September 6, 2020: In the north
(Jawf province) government forces engaged in a particularly intense attack on rebel forces in an effort to regain key terrain lost to a Shia offensive earlier in 2020. The attack was only partially successful, with twenty rebels killed as well as eight of the tribal militiamen on the ground. Saudi air power was decisive in this operation and continues to be a major asset for coalition forces. This battle was part of a larger operation connected with rebel forces that had been blocking easy access to central Yemen (Marib province).

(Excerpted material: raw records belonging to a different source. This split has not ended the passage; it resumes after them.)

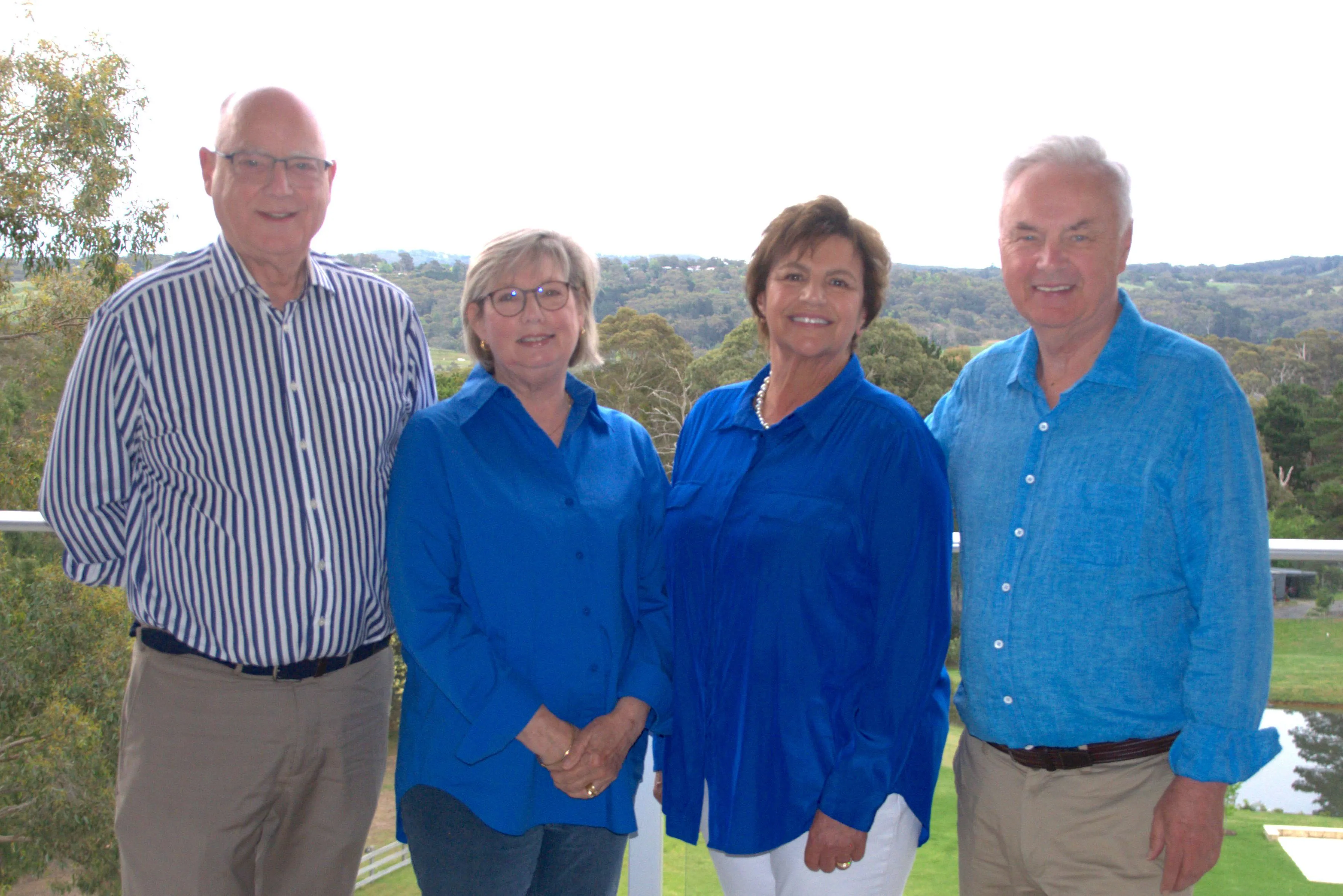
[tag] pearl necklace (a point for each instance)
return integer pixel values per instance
(759, 402)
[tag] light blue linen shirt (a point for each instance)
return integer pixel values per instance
(1114, 551)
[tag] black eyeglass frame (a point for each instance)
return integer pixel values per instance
(534, 293)
(274, 161)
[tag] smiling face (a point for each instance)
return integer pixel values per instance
(270, 223)
(1063, 248)
(813, 301)
(535, 347)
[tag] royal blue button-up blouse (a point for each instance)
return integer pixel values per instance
(809, 569)
(524, 574)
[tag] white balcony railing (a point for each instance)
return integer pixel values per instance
(647, 851)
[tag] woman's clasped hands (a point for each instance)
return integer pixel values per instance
(583, 762)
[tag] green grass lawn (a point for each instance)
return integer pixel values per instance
(1307, 661)
(1251, 865)
(446, 359)
(1307, 670)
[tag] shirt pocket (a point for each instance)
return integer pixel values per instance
(1103, 524)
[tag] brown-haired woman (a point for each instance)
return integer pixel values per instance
(809, 553)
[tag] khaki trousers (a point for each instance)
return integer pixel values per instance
(1028, 832)
(233, 785)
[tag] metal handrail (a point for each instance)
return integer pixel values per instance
(1278, 549)
(647, 852)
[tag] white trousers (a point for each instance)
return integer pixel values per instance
(782, 871)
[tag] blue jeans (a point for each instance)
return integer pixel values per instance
(454, 854)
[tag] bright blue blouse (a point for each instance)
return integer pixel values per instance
(524, 574)
(809, 569)
(1114, 551)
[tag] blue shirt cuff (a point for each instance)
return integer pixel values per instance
(1210, 753)
(507, 712)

September 2, 2020: Saudi Arabia replaced Prince Fahd Bin Turki as commander of Saudi forces in Yemen. Prince Fahd and his son, also an army officer were both accused of corruption, along with four non-royal officers. The new commander of the Arab Coalition force is Mutlaq bin Salim, a commoner who achieved his high rank (as deputy chief of staff since 2017) via two decades of successful service in a number of difficult jobs. Prince Fahd was a mediocre military leader and a disaster when it came to negotiating with the various tribal and political factions in Yemen. His replacement is quite the opposite but he has to deal with five years of poor performance by Prince Fahd.